SportBusiness International was premature in predicting the end of Bernie Ecclestone's Formula 1 career as he become embroiled in a bribery scandal in 2014. However a series of features that we published at the time are relevant now the octogenarian CEO's reign over the sport has come to an end, writes Ben Cronin.
Like those obituaries pre-written in anticipation of the death of an elderly public figure, the sports press has often attempted to predict what would happen to Formula 1 once Bernie Ecclestone retired or was pushed out of the sport. Until now, however, rumours of the octogenarian CEO’s demise have always proved to be exaggerated.
SportBusiness International fell into this trap in March 2014 when, with good reason, it anticipated that Ecclestone’s embroilment in a German bribery trial would bring an end to his 40-year career. Although the valedictory tone of our feature was two years’ premature, most of the content is still relevant now that the sport’s diminutive statesman has finally stepped aside as a result of Liberty Media’s overhaul of the sport.

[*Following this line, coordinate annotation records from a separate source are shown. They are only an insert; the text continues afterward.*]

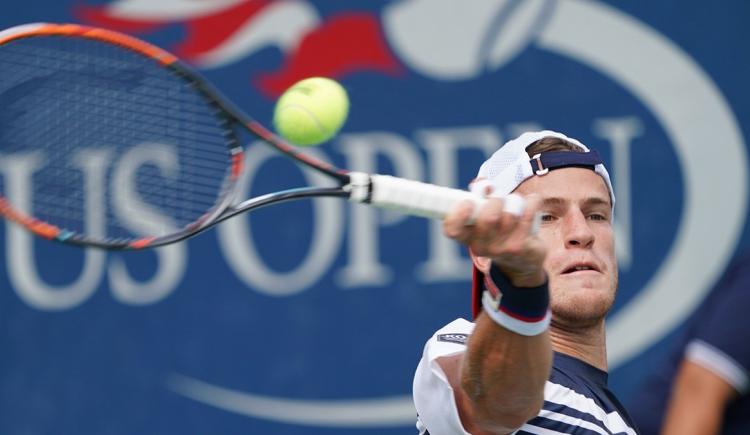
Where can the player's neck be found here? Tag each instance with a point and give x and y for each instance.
(587, 344)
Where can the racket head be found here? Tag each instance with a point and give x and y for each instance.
(108, 141)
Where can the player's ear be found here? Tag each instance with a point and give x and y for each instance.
(481, 263)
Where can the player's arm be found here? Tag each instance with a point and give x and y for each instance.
(498, 382)
(696, 406)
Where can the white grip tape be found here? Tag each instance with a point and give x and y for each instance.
(427, 200)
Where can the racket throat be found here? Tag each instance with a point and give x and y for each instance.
(360, 187)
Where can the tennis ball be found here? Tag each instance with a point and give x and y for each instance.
(311, 111)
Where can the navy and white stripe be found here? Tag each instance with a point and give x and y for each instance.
(577, 400)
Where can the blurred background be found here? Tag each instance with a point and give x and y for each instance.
(309, 318)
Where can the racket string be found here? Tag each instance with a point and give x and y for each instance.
(88, 97)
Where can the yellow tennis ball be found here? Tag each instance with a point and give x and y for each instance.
(311, 111)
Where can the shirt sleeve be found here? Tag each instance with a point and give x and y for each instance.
(433, 395)
(720, 343)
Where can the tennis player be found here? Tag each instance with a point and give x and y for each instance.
(703, 387)
(534, 361)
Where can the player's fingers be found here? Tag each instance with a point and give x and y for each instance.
(528, 222)
(455, 224)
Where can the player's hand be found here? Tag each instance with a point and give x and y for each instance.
(505, 238)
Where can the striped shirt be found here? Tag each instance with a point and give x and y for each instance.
(577, 400)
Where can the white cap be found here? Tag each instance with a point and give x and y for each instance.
(511, 165)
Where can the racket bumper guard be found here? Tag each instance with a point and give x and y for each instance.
(359, 187)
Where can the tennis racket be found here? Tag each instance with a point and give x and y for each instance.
(74, 98)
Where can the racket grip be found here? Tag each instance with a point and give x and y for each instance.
(419, 199)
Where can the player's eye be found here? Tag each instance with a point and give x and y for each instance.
(548, 217)
(599, 217)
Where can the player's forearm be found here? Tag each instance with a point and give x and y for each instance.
(503, 375)
(698, 402)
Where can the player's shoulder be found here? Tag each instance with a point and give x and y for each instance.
(449, 339)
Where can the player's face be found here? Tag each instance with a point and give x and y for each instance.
(577, 230)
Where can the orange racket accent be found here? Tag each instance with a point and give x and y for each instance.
(40, 228)
(156, 53)
(141, 243)
(238, 160)
(44, 229)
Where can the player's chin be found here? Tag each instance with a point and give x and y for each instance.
(582, 304)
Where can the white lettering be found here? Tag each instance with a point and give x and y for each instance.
(364, 267)
(445, 261)
(235, 236)
(22, 270)
(620, 132)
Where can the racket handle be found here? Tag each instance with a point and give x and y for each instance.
(417, 198)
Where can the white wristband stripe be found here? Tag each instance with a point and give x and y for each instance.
(713, 359)
(511, 323)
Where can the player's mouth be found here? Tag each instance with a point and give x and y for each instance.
(580, 268)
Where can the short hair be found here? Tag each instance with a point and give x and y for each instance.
(551, 143)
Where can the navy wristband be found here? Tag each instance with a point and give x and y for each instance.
(522, 310)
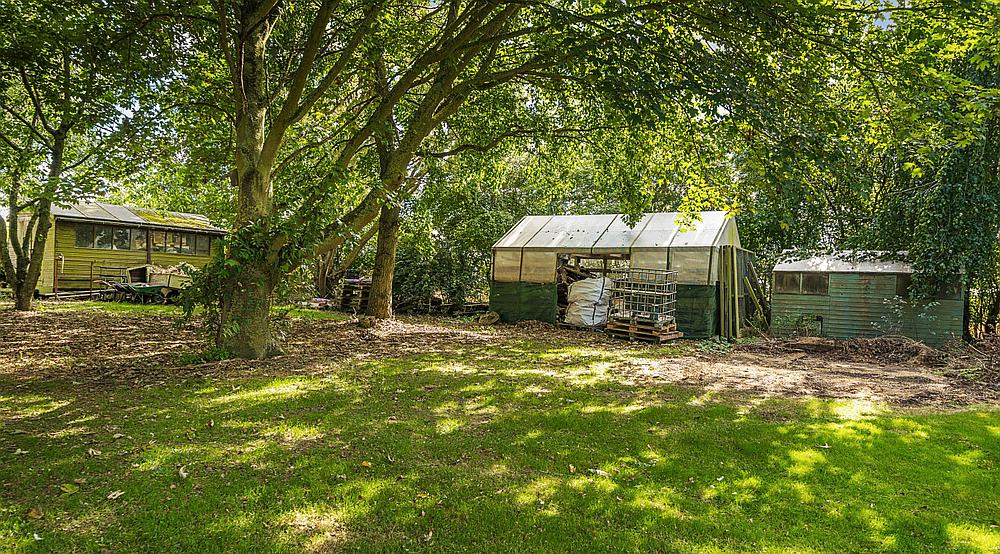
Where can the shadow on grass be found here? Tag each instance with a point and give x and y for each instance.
(485, 449)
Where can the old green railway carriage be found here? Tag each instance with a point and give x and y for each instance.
(90, 240)
(860, 294)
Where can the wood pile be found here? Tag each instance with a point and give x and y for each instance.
(353, 294)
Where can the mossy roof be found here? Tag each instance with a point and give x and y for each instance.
(100, 212)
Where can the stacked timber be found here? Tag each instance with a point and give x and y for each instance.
(354, 293)
(642, 329)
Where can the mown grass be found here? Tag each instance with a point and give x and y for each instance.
(519, 447)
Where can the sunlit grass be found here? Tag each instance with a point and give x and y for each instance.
(517, 447)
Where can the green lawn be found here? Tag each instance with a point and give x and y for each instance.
(521, 446)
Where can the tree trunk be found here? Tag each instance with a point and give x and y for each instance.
(245, 319)
(30, 250)
(23, 298)
(380, 298)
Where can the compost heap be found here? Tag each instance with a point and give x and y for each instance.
(588, 302)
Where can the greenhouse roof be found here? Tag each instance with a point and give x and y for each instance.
(611, 233)
(848, 261)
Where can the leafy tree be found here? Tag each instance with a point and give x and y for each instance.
(66, 72)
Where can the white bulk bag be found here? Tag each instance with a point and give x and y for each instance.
(588, 302)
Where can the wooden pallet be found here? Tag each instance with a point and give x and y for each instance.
(643, 331)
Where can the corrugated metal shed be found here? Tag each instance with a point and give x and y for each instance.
(864, 297)
(848, 261)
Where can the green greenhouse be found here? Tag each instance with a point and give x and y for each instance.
(528, 259)
(860, 294)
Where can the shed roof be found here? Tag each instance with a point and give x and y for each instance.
(99, 212)
(848, 261)
(611, 233)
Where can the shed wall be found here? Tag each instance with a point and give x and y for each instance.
(524, 301)
(860, 305)
(697, 309)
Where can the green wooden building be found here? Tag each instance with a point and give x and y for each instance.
(94, 240)
(860, 294)
(526, 259)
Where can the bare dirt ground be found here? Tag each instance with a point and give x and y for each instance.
(95, 347)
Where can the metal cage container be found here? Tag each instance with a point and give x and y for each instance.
(644, 295)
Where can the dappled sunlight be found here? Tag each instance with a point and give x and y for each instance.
(703, 399)
(970, 458)
(877, 527)
(283, 389)
(538, 492)
(319, 525)
(448, 425)
(545, 445)
(804, 462)
(658, 501)
(30, 405)
(611, 409)
(802, 492)
(977, 538)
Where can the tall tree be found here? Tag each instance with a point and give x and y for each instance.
(300, 80)
(66, 75)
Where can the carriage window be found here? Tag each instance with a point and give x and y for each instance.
(159, 240)
(786, 282)
(815, 283)
(104, 237)
(138, 239)
(121, 239)
(203, 245)
(903, 283)
(951, 291)
(85, 236)
(173, 242)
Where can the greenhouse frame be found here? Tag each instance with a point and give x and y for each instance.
(526, 259)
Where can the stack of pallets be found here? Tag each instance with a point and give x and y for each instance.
(643, 303)
(644, 330)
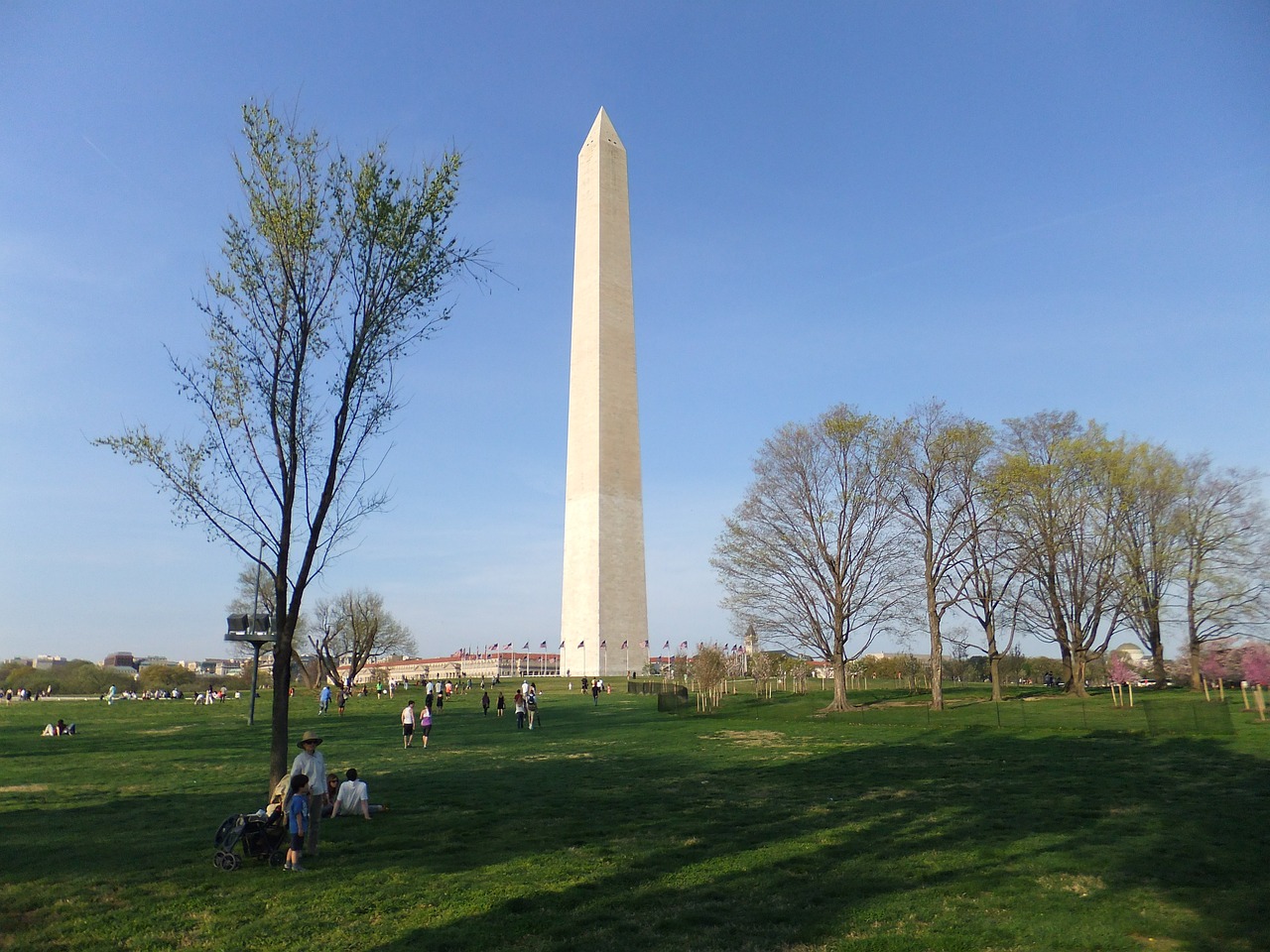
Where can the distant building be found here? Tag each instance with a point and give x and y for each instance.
(1132, 654)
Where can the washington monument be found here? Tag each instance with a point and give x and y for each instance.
(603, 619)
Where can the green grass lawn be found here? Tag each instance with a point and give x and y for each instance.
(765, 825)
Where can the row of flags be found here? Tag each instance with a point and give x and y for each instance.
(493, 651)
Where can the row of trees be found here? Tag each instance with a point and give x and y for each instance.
(856, 526)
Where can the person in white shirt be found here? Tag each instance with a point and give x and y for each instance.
(353, 797)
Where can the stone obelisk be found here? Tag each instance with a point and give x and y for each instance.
(603, 619)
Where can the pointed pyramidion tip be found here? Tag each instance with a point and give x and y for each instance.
(603, 130)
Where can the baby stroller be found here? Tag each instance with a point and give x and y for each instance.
(258, 835)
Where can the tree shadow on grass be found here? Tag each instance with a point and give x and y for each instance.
(824, 849)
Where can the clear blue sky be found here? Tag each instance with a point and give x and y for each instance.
(1012, 207)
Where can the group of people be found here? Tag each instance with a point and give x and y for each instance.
(314, 793)
(412, 719)
(526, 705)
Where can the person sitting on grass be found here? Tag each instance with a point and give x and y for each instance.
(353, 797)
(298, 820)
(331, 789)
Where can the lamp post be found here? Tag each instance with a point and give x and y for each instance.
(257, 630)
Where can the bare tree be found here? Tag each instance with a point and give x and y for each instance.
(1147, 483)
(942, 452)
(710, 673)
(1055, 485)
(331, 280)
(982, 581)
(354, 630)
(813, 555)
(1225, 548)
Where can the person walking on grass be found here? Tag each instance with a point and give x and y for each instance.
(408, 719)
(426, 725)
(298, 820)
(312, 763)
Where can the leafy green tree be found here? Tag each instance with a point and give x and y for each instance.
(333, 277)
(813, 555)
(353, 629)
(1055, 484)
(942, 453)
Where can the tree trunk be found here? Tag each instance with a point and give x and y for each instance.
(839, 684)
(1193, 649)
(994, 673)
(933, 620)
(1080, 661)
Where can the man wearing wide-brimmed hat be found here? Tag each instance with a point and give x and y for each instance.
(312, 763)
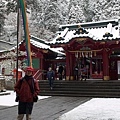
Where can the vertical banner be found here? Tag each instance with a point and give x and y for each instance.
(26, 31)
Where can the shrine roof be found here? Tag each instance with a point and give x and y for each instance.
(101, 30)
(39, 43)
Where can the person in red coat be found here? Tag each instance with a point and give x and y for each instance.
(26, 88)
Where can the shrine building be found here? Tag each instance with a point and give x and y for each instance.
(95, 45)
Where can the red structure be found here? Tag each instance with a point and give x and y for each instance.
(92, 45)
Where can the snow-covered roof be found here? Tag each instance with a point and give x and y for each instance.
(94, 30)
(45, 46)
(39, 43)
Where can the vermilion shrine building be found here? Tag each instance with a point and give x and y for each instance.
(95, 45)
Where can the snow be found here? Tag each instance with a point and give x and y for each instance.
(94, 109)
(9, 100)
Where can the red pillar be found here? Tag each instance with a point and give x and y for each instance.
(67, 66)
(105, 65)
(91, 68)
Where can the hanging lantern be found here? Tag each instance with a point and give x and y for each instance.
(80, 54)
(95, 53)
(91, 54)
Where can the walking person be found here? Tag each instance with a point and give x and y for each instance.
(60, 71)
(27, 89)
(76, 72)
(50, 77)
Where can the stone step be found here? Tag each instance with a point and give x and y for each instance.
(82, 88)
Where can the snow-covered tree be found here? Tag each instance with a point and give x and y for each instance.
(107, 9)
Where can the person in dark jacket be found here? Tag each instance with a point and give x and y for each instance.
(50, 77)
(24, 88)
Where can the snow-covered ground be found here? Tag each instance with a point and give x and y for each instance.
(9, 100)
(95, 109)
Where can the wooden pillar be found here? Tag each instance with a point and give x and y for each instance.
(91, 68)
(71, 66)
(67, 66)
(105, 65)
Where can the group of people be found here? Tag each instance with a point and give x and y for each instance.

“You’d need three or four people to replace Bernie and do what he does on a day-to-day basis,” said one former team owner we spoke to at the time. “It could be a mix of people from inside and outside the sport.”
Formula 1’s new owners appear to agree with the sentiment. Soon after the news of Ecclestone’s departure filtered through, Liberty announced that three people would effectively take over the running of the sport. Insider Ross Brawn, former technical director for the Ferrari and Williams teams and founder of the BrawnGP outfit would deal with the sporting side of Formula 1, while outsider Sean Bratches, a former ESPN vice-president, would take on the commercial operations overseen by Chase Carey in the position of CEO.
But Liberty Media might find it trickier to follow the advice proffered by Ecclestone, in an exclusive interview conducted in the same issue, two years before he was deposed. When SportBusiness International asked the famously autocratic CEO to explain why he thought the sport should be led by someone who could ‘fly by the seat of their pants’, and not by a ‘collection of suits’, he argued that management by committee never helped any business.
“This is always the problem,” he said. “You have all these people in a company and they all have different ideas. It’s like getting in the car to go somewhere and one person says, “I’d rather go this way,” while the other passengers go, “no, no, no…my way is quicker.”
Speaking shortly after Ecclestone was moved aside, Chase Carey seemed aware of this argument and countered it by suggesting that it was Ecclestone’s failure to take the Formula 1 car in a direction marked ‘digital media’ that proved the dictatorship model no longer worked.
“The decision-making is not as effective as it needs to be. Clearly it has to be improved,” he said. “We needed a sport that while respecting what made it great has a sense of energy and innovation.”
As Ecclestone steps aside and is invited to become Formula 1’s ‘chairman emeritus’, it will be interesting to see how much of his legacy is respected and whether he will resist the temptation to pass judgement, or cause trouble, from his new position on the back seat.